Kardu Kardu - 1 year ago 54
Python Question

pyspark add new column field with the data frame row number

Hy, I'm trying build a recommendation system with Spark

I have a data frame with users email and movie rating.

df = pd.DataFrame(np.array([["aa@gmail.com",2,3],["aa@gmail.com",5,5],["bb@gmail.com",8,2],["cc@gmail.com",9,3]]), columns=['user','movie','rating'])

sparkdf = sqlContext.createDataFrame(df, samplingRatio=0.1)

user movie rating
aa@gmail.com 2 3
aa@gmail.com 5 5
bb@gmail.com 8 2
cc@gmail.com 9 3

My first doubt it is, pySpark MLlib doesn't accept emails I'm correct? Because this I need to change the email by a Primary key.

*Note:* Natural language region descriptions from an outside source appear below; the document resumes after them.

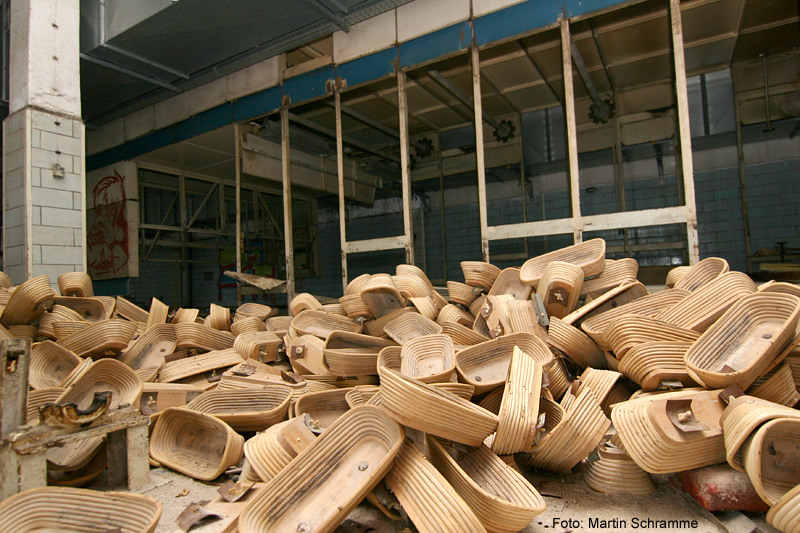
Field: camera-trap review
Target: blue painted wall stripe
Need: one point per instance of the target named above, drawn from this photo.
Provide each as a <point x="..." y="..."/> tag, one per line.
<point x="500" y="25"/>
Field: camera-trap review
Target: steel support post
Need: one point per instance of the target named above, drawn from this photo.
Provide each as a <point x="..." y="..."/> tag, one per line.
<point x="572" y="135"/>
<point x="479" y="154"/>
<point x="340" y="172"/>
<point x="687" y="165"/>
<point x="405" y="167"/>
<point x="286" y="164"/>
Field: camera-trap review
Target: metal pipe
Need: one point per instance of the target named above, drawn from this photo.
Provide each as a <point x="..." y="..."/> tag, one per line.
<point x="359" y="116"/>
<point x="328" y="14"/>
<point x="577" y="58"/>
<point x="128" y="72"/>
<point x="766" y="95"/>
<point x="448" y="86"/>
<point x="340" y="170"/>
<point x="237" y="131"/>
<point x="332" y="134"/>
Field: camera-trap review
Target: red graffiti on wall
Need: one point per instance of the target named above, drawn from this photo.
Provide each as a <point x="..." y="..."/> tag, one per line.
<point x="108" y="228"/>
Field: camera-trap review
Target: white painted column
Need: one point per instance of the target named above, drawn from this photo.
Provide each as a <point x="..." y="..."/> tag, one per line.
<point x="684" y="130"/>
<point x="44" y="185"/>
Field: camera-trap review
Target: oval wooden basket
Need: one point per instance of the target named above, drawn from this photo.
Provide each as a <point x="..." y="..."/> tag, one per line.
<point x="24" y="306"/>
<point x="461" y="293"/>
<point x="575" y="344"/>
<point x="705" y="305"/>
<point x="303" y="301"/>
<point x="675" y="275"/>
<point x="479" y="274"/>
<point x="703" y="272"/>
<point x="150" y="349"/>
<point x="196" y="444"/>
<point x="588" y="255"/>
<point x="430" y="359"/>
<point x="198" y="336"/>
<point x="249" y="324"/>
<point x="485" y="365"/>
<point x="411" y="286"/>
<point x="427" y="497"/>
<point x="324" y="407"/>
<point x="252" y="309"/>
<point x="770" y="458"/>
<point x="433" y="410"/>
<point x="629" y="331"/>
<point x="410" y="326"/>
<point x="321" y="324"/>
<point x="245" y="410"/>
<point x="743" y="416"/>
<point x="501" y="497"/>
<point x="743" y="343"/>
<point x="614" y="274"/>
<point x="58" y="313"/>
<point x="462" y="335"/>
<point x="103" y="375"/>
<point x="785" y="515"/>
<point x="270" y="451"/>
<point x="71" y="509"/>
<point x="617" y="297"/>
<point x="779" y="387"/>
<point x="353" y="354"/>
<point x="660" y="445"/>
<point x="578" y="432"/>
<point x="75" y="284"/>
<point x="319" y="488"/>
<point x="614" y="472"/>
<point x="508" y="282"/>
<point x="50" y="364"/>
<point x="519" y="408"/>
<point x="381" y="295"/>
<point x="650" y="363"/>
<point x="648" y="306"/>
<point x="560" y="288"/>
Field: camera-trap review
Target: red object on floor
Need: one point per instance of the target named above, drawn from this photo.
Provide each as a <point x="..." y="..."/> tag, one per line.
<point x="720" y="488"/>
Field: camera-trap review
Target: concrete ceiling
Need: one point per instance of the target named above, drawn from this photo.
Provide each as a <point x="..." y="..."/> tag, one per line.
<point x="627" y="53"/>
<point x="135" y="53"/>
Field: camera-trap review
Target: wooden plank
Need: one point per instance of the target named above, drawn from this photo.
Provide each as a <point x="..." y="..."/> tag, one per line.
<point x="32" y="471"/>
<point x="137" y="457"/>
<point x="41" y="438"/>
<point x="16" y="355"/>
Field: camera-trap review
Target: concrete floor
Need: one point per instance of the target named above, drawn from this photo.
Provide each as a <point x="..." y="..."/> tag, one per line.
<point x="568" y="499"/>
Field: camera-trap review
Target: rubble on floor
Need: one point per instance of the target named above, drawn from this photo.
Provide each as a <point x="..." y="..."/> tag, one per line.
<point x="428" y="406"/>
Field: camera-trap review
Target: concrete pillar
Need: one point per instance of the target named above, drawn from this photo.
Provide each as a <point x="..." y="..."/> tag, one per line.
<point x="44" y="182"/>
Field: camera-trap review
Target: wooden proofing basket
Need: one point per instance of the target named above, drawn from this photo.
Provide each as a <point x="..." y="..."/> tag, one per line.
<point x="70" y="509"/>
<point x="196" y="444"/>
<point x="245" y="410"/>
<point x="320" y="487"/>
<point x="500" y="496"/>
<point x="433" y="410"/>
<point x="743" y="343"/>
<point x="771" y="458"/>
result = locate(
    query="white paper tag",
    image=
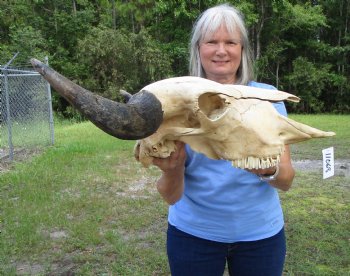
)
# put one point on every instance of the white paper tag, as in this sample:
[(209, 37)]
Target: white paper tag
[(328, 162)]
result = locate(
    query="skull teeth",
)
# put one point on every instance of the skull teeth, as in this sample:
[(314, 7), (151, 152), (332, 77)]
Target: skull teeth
[(256, 163)]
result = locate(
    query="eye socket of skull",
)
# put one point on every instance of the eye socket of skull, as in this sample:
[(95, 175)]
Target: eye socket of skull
[(212, 105)]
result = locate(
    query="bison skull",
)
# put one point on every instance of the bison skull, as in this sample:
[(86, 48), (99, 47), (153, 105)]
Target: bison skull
[(231, 122)]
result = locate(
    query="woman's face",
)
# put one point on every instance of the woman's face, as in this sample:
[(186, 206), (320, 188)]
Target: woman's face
[(220, 55)]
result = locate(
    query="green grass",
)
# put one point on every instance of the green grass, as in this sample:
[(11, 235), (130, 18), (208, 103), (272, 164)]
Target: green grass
[(84, 206), (312, 149)]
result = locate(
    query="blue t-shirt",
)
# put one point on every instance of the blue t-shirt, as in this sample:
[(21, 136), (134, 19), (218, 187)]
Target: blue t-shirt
[(226, 204)]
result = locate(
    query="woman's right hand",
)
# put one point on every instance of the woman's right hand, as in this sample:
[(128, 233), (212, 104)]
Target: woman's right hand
[(176, 160), (171, 183)]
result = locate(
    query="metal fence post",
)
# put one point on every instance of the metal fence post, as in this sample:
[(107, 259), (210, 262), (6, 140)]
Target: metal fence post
[(8, 115), (50, 108), (8, 110)]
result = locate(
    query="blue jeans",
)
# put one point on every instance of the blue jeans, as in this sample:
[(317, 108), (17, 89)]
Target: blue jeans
[(190, 256)]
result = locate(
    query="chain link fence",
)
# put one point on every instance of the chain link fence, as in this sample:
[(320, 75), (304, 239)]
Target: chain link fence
[(26, 120)]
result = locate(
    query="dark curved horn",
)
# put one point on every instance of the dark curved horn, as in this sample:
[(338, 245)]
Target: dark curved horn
[(137, 119)]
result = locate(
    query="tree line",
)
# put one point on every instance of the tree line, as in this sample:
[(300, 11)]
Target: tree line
[(106, 45)]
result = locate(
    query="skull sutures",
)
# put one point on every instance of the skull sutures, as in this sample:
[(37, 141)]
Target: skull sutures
[(231, 122)]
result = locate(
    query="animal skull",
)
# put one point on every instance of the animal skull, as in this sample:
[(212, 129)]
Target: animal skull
[(231, 122)]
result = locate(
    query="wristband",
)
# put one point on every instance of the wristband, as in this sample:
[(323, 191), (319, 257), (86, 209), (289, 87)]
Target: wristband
[(264, 177)]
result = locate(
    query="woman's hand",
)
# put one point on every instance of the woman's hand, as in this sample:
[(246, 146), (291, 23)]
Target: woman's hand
[(171, 183)]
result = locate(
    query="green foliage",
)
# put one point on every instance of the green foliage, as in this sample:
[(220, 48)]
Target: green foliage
[(308, 88), (114, 60)]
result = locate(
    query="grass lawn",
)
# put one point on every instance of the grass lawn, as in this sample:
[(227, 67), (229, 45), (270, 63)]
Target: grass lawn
[(84, 206)]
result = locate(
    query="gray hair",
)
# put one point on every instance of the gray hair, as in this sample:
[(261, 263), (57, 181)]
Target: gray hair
[(207, 23)]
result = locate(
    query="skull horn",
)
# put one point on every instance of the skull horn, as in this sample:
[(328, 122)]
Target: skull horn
[(137, 119)]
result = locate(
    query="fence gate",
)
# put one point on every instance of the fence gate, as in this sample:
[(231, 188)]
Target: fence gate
[(26, 120)]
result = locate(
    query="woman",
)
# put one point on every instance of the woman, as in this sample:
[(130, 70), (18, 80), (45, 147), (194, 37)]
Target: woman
[(219, 214)]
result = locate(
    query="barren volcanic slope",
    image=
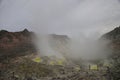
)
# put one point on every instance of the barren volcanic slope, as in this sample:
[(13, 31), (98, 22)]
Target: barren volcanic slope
[(15, 43)]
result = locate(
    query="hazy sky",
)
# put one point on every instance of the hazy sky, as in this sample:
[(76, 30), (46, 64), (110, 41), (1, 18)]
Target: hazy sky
[(71, 17)]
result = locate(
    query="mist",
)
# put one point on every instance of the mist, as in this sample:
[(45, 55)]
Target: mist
[(84, 21)]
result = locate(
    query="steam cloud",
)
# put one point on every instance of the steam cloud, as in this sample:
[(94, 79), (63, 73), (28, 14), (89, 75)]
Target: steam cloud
[(69, 17)]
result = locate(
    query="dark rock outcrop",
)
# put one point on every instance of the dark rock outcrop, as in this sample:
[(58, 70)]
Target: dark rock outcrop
[(16, 43)]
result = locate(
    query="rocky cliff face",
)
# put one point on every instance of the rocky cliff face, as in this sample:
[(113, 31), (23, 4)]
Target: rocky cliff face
[(16, 43)]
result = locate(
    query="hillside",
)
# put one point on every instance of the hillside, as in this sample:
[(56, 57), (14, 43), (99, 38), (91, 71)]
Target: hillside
[(16, 43)]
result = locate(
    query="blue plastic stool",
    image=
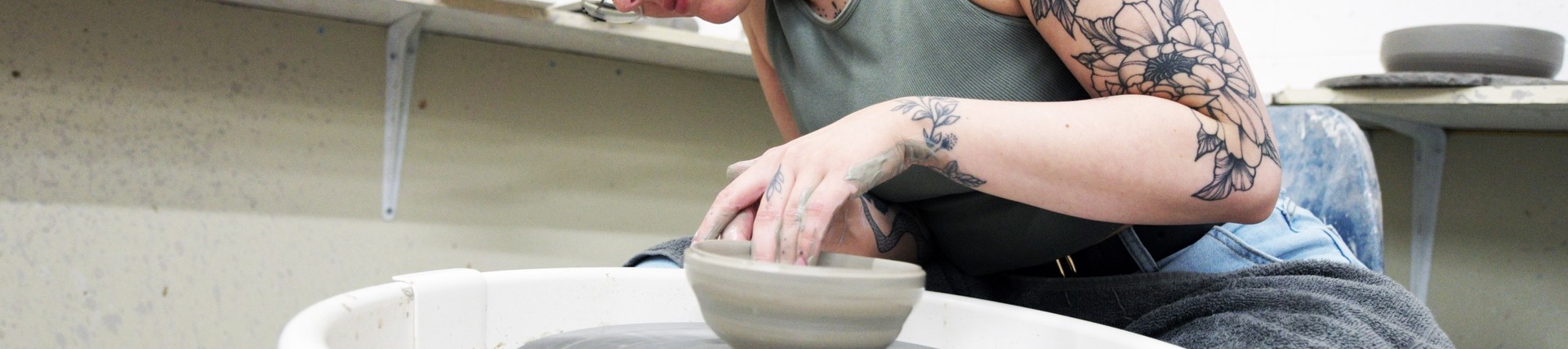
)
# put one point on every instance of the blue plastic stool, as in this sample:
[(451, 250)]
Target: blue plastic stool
[(1329, 170)]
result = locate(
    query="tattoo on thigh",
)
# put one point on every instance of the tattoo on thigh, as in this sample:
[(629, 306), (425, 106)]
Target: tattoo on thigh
[(940, 114), (884, 241), (1175, 51)]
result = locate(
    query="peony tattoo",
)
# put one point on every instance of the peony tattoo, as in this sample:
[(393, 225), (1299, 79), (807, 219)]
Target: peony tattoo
[(1175, 51)]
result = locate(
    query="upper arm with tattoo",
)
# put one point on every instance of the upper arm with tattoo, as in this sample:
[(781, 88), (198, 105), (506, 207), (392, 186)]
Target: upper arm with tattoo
[(1183, 51)]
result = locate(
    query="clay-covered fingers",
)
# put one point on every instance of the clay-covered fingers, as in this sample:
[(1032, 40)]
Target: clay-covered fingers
[(767, 230), (741, 194), (741, 228), (814, 216)]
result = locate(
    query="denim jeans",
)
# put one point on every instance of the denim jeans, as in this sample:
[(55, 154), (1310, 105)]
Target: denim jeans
[(1288, 235)]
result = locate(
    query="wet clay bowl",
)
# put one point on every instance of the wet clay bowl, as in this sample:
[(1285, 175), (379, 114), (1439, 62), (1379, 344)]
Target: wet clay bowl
[(843, 302)]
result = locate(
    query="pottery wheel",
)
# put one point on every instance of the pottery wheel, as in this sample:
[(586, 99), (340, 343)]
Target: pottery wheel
[(659, 335)]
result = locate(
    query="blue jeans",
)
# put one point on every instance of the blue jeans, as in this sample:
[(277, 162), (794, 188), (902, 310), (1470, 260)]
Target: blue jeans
[(1288, 235)]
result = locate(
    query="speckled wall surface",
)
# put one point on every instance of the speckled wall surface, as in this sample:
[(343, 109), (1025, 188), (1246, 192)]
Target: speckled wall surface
[(190, 175)]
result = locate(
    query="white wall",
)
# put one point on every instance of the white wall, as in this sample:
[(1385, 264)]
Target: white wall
[(1298, 43)]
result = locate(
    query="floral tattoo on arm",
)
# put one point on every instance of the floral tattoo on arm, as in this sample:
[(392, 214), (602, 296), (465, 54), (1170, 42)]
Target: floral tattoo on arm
[(1172, 49), (940, 112)]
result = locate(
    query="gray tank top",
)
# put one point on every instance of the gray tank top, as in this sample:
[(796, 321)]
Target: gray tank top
[(883, 49)]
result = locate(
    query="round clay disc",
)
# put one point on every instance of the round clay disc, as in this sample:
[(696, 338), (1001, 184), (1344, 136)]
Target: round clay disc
[(659, 335)]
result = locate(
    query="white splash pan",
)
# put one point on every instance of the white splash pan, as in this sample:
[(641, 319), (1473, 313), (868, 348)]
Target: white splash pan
[(504, 310)]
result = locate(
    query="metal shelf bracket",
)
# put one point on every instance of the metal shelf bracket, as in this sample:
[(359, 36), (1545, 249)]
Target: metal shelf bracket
[(402, 49)]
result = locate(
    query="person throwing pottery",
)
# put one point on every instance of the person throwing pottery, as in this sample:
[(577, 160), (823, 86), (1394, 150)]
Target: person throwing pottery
[(1032, 153)]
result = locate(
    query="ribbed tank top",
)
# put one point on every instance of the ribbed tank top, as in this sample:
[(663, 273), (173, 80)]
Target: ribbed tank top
[(875, 51)]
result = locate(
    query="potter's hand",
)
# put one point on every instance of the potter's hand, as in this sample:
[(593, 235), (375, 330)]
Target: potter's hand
[(864, 226), (800, 187)]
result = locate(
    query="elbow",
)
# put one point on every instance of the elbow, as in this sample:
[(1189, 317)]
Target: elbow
[(1258, 204)]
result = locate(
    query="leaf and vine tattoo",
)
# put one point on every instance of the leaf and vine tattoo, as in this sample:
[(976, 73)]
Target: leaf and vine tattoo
[(1175, 51), (940, 112)]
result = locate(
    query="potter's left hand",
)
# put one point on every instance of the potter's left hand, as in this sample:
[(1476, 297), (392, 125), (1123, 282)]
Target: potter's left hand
[(799, 187)]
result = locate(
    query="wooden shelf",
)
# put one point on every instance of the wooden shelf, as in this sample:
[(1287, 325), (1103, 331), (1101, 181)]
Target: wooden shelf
[(540, 24)]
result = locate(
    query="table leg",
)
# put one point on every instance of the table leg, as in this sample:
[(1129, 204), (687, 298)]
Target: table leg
[(1428, 183)]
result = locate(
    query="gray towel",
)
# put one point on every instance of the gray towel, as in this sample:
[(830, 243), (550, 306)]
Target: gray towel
[(1294, 304)]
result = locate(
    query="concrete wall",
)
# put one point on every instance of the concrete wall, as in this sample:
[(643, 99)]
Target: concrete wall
[(190, 175)]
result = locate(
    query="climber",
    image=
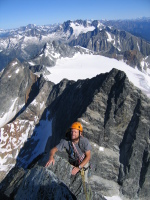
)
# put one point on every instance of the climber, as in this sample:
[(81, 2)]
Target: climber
[(78, 149)]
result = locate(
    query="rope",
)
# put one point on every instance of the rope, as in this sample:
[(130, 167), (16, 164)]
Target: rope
[(83, 181)]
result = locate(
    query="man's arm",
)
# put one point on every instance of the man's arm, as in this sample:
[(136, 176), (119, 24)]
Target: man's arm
[(51, 157), (84, 162)]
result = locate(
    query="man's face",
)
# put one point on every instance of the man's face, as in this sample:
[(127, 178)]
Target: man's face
[(74, 134)]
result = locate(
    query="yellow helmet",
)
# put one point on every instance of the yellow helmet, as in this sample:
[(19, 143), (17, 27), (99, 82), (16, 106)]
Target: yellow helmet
[(77, 125)]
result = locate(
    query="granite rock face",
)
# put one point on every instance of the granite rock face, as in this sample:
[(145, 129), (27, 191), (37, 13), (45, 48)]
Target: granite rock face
[(116, 120)]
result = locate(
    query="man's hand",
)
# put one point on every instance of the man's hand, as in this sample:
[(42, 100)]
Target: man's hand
[(51, 158), (50, 161), (75, 170)]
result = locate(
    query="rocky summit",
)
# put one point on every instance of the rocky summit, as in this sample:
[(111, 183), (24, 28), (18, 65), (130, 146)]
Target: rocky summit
[(116, 120)]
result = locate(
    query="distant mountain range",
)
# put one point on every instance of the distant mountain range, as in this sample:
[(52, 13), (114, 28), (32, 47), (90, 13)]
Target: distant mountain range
[(83, 70), (108, 38)]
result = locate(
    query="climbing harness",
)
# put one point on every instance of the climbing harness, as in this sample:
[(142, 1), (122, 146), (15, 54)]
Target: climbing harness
[(87, 194)]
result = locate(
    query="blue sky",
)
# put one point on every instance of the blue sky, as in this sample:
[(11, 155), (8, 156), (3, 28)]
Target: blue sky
[(16, 13)]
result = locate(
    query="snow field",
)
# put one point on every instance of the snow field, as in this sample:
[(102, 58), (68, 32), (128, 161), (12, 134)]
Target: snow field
[(87, 66)]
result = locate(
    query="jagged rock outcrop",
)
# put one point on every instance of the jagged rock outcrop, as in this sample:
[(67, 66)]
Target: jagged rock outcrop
[(16, 82), (115, 44), (115, 117)]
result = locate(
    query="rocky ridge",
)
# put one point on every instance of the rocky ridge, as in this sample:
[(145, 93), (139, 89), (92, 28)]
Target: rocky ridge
[(115, 117), (26, 43)]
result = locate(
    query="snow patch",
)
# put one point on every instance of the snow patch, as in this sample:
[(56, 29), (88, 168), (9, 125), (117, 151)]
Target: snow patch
[(110, 39), (8, 115), (101, 148), (17, 71), (15, 63), (88, 66), (77, 28)]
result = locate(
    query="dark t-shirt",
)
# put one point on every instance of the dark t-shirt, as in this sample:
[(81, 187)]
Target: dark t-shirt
[(81, 147)]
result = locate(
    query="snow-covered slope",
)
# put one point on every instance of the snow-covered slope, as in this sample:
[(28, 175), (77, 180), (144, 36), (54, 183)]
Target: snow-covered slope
[(87, 66)]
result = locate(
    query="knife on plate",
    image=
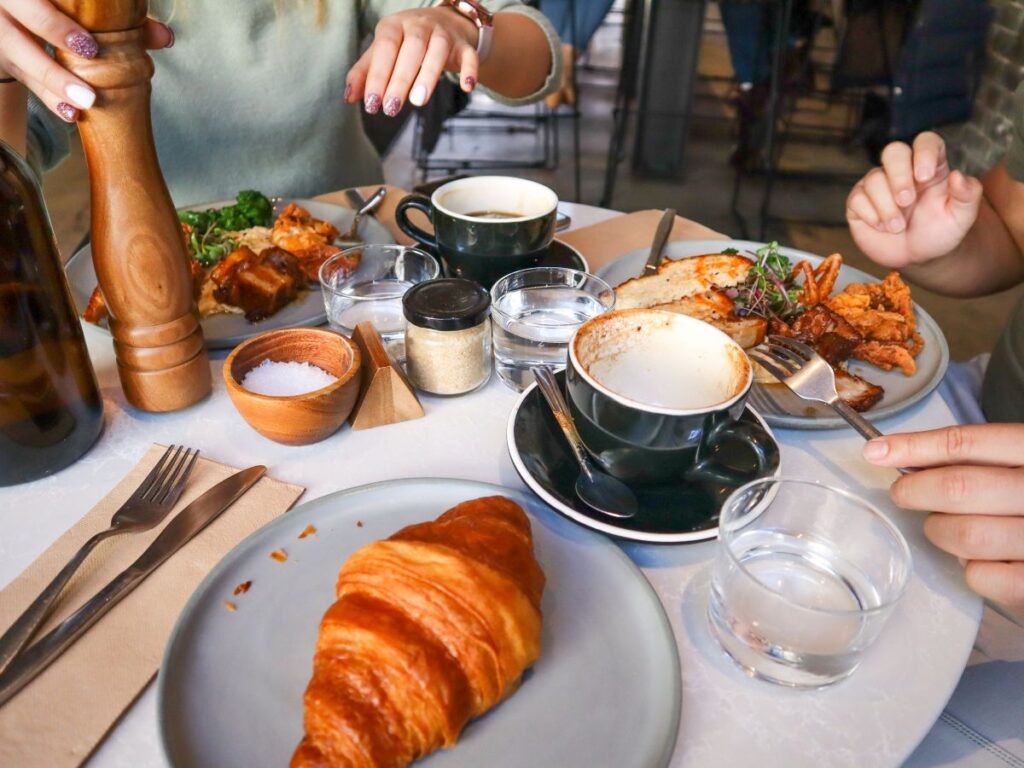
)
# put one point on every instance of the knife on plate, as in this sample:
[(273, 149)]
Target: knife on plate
[(185, 524), (660, 238)]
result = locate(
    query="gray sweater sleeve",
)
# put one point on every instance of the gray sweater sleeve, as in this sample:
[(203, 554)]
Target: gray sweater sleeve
[(49, 137)]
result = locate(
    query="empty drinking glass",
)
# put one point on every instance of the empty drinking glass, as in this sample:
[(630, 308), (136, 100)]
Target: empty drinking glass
[(535, 313), (372, 290), (804, 580)]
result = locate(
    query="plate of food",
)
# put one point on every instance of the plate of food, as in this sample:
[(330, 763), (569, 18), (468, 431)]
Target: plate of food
[(254, 264), (465, 615), (888, 353)]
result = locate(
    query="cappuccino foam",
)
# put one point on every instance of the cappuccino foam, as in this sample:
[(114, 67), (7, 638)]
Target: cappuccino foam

My approach was create a temporary table, select distinct user and now I want add a new column with a row number (and this number will be the primary key for each user.


DistinctUsers = sqlContext.sql("Select distinct user FROM sparkdf")

What I have

| user|

What I want

| user| PK
|bb@gmail.com| 1
|aa@gmail.com| 2
|cc@gmail.com| 3

Next I will do a join and obtain my final data frame to use in MLlib

user movie rating
1 2 3
1 5 5
2 8 2
3 9 3

and thanks for your time.


Primary keys with Apache Spark practically answers your question but in this particular case using StringIndexer could be a better choice:

from pyspark.ml.feature import StringIndexer

indexer = StringIndexer(inputCol="user", outputCol="user_id")
indexed = indexer.fit(sparkdf ).transform(sparkdf)